As described in Reference 3, the NRC staff reviewed the guidance document and WCAP-17780-P and concluded that compliance by CE and Westinghouse units with the limits specified by the guidance document provides reasonable assurance that the conservative assumptions that were used with respect to the fuel management in the development of I&E guidelines addressed in MRP-227-A are applicable to the individual plants. Therefore, for plants meeting the limits of the guidance document, no modifications to the recommendations of the I&E guidelines in MRP-227-A are necessary, provided that the plant does not implement an out-in core loading pattern, which would result in the invalidation of I&E guidelines of the MRP-227-A report.
In [RAI X], the staff requested that [licensee-plant name(s)] respond to the following questions, which are essentially identical to the questions as defined in the guidance document:
- 1. Do/Does the [licensee-plant name(s)] reactor vessel internals (RVI) have non-weld or bolting austenitic stainless steel components with 20 percent cold work or greater, and if so do the affected components have operating stresses greater than 30 ksi? If so, perform a plant-specific evaluation to determine the aging management requirements for the affected components.
- 2. Have/Has [licensee-plant name(s)] ever utilized atypical fuel design or fuel management that could make the assumptions of MRP-227-A regarding core loading/core design non-representative for that plant, including power changes/uprates? If so, describe how the differences were reconciled with the assumptions of MRP-227-A or provide a plant-specific aging management program for affected components as appropriate.
[Brief summary of licensee response to RAI X Question 1 and 2, including how it complies with the guidance document criteria from Reference 2]
The following template can be used as a closure statement for the A/LAI 1.

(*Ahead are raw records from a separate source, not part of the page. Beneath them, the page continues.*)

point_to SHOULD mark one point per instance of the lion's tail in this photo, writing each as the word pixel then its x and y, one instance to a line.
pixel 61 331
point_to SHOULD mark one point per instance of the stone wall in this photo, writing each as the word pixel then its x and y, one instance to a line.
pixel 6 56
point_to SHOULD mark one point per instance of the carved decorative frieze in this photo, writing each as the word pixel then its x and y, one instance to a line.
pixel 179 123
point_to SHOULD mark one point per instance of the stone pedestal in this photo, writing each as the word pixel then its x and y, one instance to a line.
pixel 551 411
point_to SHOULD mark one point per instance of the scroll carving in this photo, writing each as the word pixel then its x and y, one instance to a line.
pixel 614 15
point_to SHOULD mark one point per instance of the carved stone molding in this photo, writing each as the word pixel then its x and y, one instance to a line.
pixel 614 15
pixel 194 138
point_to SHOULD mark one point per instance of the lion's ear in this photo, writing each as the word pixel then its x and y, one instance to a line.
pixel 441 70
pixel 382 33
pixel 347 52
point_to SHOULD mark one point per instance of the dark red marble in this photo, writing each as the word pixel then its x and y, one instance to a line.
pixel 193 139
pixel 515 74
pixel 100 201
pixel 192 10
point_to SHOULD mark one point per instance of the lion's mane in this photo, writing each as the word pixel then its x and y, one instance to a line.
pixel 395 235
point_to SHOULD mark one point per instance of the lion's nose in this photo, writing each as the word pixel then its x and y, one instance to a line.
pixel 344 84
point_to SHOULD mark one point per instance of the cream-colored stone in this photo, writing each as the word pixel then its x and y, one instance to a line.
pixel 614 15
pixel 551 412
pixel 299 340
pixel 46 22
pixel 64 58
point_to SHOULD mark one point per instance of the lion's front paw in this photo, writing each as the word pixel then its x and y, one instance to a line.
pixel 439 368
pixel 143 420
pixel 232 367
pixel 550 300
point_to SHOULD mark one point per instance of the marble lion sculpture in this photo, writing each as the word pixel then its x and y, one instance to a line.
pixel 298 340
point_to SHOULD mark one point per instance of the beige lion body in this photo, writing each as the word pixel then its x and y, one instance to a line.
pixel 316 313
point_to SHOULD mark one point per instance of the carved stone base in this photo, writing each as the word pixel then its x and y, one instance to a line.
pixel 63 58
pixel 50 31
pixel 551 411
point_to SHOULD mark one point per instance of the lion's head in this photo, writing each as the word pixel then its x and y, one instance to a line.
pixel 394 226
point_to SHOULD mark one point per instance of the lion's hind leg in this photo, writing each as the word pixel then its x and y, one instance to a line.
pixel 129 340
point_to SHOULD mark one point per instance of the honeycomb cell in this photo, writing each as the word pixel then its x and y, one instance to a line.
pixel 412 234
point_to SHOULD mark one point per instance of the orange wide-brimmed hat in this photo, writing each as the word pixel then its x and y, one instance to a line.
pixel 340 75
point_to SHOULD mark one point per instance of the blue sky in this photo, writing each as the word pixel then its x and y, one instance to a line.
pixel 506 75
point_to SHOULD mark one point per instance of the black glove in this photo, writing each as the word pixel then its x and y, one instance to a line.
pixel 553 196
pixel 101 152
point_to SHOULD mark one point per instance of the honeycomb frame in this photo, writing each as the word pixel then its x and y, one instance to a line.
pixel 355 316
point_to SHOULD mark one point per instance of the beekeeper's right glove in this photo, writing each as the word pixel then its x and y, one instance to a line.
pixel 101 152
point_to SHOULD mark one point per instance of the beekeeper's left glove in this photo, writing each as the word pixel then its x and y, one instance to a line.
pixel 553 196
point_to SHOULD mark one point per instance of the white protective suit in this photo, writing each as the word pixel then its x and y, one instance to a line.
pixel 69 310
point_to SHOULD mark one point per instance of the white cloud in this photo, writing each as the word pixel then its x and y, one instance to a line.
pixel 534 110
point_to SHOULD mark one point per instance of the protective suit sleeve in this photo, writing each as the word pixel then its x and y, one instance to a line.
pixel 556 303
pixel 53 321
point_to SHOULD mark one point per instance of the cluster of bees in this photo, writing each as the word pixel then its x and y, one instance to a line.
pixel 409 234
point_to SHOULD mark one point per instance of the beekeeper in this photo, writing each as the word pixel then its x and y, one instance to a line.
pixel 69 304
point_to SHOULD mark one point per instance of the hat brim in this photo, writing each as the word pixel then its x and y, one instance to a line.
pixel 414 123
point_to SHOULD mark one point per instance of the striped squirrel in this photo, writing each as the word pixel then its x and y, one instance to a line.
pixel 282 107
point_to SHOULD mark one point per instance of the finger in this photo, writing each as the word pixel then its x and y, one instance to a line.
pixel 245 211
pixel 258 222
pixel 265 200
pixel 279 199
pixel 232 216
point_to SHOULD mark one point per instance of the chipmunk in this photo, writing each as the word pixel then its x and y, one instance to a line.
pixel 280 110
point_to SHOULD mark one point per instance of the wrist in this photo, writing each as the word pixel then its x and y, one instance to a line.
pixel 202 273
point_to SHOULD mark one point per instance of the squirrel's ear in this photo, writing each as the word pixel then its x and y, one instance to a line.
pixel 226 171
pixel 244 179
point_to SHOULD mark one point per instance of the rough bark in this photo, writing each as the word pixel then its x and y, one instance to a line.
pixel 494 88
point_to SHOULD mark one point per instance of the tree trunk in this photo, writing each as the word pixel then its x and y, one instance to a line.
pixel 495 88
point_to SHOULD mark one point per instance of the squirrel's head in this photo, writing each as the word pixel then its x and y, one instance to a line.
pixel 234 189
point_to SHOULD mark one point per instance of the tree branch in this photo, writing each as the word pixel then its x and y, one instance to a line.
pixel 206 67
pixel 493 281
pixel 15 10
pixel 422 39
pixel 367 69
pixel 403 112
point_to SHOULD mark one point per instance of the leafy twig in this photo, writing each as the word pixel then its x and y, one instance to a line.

[licensee--unit name(s)] adequately addressed the two factors (e.g., cold work induced stress and atypical fuel management) that affect the active aging degradation mechanisms in the RVI components, because it confirmed that [unit names(s)] has no materials with either cold work greater than 20 percent, or with cold work greater than 20 percent and normal operating stress greater than 30 ksi, and complies with the criteria defined in the guidance document (ADAMS Accession No. ML13322A454). Furthermore, [licensee--unit name(s)] confirmed that it will continue to comply with these limits during the PEO. Therefore the staff accepts the licensees response because of the reasons stated above. A/LAI 1 is therefore resolved for [licensee-unit name(s)].
References [add to reference list for SE]
- 1. Westinghouse Report, WCAP-17780-P, Rev. 0, Reactor Internals Aging Management MRP-227-A Applicability for Combustion Engineering and Westinghouse Pressurized Water Reactor Designs, June 2013 (ADAMS Accession No. ML13183A373) - Non-Publically Available (ADAMS Accession No. ML13183A372).
- 2. MRP-227-A Applicability Guidelines for Combustion Engineering and Westinghouse Pressurized Water Reactor Designs, Enclosure to MRP Letter 2013-025, October 14, 2013, transmitted via email from K. Amberge to J. Holonich, November 15, 2013.
(ADAMS Accession. No. ML13322A454).
- 3. Office of Nuclear Reactor Regulation Evaluation of WCAP-17780-P, Reactor Internals Aging Management MRP-227-A Applicability For Combustion Engineering and Westinghouse Pressurized Water Reactor Designs, and MRP-227-A Applicability Guidelines for Combustion Engineering and Westinghouse Pressurized Water Reactor Designs ADAMS Accession. No. ML14309A484).